Version: 0.12.3

Schema Evolution

Schema evolution allows users to easily change the current schema of a Hudi table to adapt to the data that is changing over time. As of 0.11.0 release, Spark SQL (Spark 3.1.x, 3.2.1 and above) DDL support for Schema evolution has been added and is experimental.

Scenarios

Columns (including nested columns) can be added, deleted, modified, and moved.
Partition columns cannot be evolved.
You cannot add, delete, or perform operations on nested columns of the Array type.

SparkSQL Schema Evolution and Syntax Description

Before using schema evolution, pls set spark.sql.extensions. For Spark 3.2.1 and above, spark.sql.catalog.spark_catalog also need to be set.

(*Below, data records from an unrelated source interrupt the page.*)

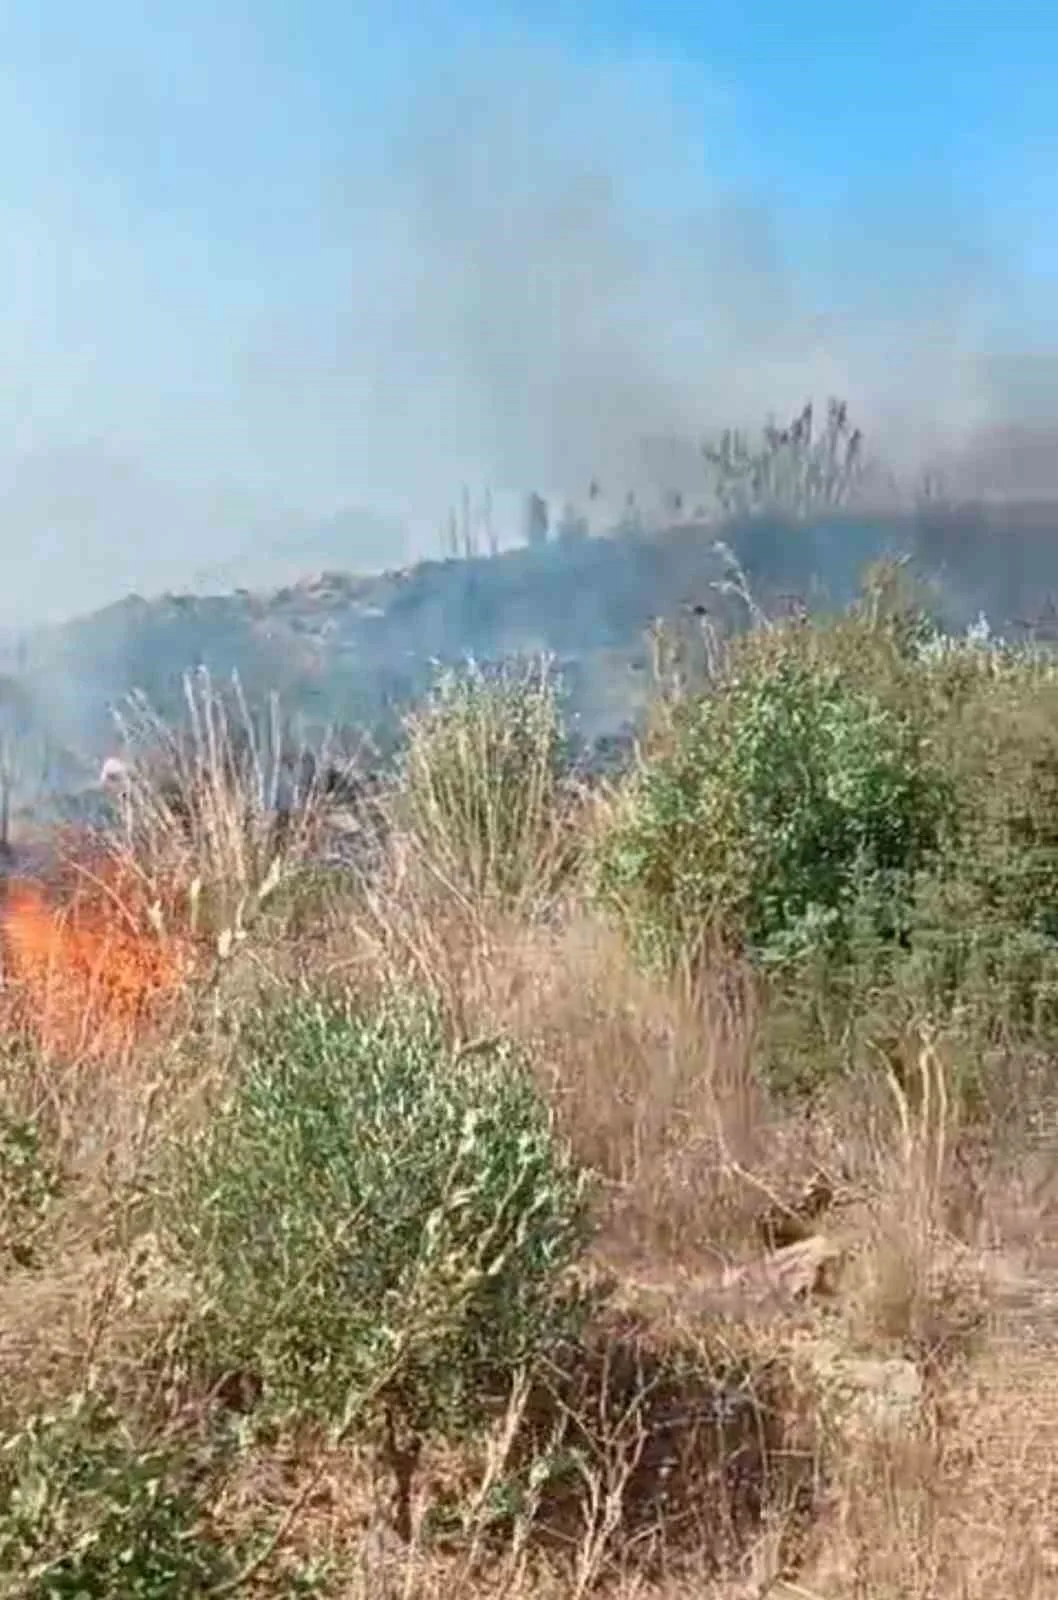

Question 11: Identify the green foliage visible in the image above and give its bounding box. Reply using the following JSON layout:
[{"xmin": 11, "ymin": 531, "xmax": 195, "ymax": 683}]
[
  {"xmin": 0, "ymin": 1395, "xmax": 233, "ymax": 1599},
  {"xmin": 596, "ymin": 583, "xmax": 1058, "ymax": 1088},
  {"xmin": 163, "ymin": 994, "xmax": 591, "ymax": 1437},
  {"xmin": 0, "ymin": 1108, "xmax": 61, "ymax": 1271},
  {"xmin": 596, "ymin": 635, "xmax": 952, "ymax": 971},
  {"xmin": 894, "ymin": 633, "xmax": 1058, "ymax": 1039},
  {"xmin": 399, "ymin": 658, "xmax": 574, "ymax": 907}
]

# Spark SQL for spark 3.1.x
spark-sql --packages org.apache.hudi:hudi-spark3.1.2-bundle_2.12:0.11.1 \
--conf 'spark.serializer=org.apache.spark.serializer.KryoSerializer' \
--conf 'spark.sql.extensions=org.apache.spark.sql.hudi.HoodieSparkSessionExtension'

# Spark SQL for spark 3.2.1 and above
spark-sql --packages org.apache.hudi:hudi-spark3-bundle_2.12:0.11.1 \
--conf 'spark.serializer=org.apache.spark.serializer.KryoSerializer' \
--conf 'spark.sql.extensions=org.apache.spark.sql.hudi.HoodieSparkSessionExtension' \
--conf 'spark.sql.catalog.spark_catalog=org.apache.spark.sql.hudi.catalog.HoodieCatalog'

After start spark-app, pls exec set hoodie.schema.on.read.enable=true to enable schema evolution.

note

Currently, Schema evolution cannot disabled once being enabled.

tip

When use hive metastore, may encounter a problem: org.apache.hadoop.hive.ql.metadata.HiveException: Unable to alter table. The following columns have types incompatible with the existing columns in their respective positions.

Make sure disable hive.metastore.disallow.incompatible.col.type.changes in hive side.

Adding Columns

Syntax

-- add columns
ALTER TABLE tableName ADD COLUMNS(col_spec[, col_spec ...])

Parameter Description

Parameter	Description
tableName	Table name
col_spec	Column specifications, consisting of five fields, col_name, col_type, nullable, comment, and col_position.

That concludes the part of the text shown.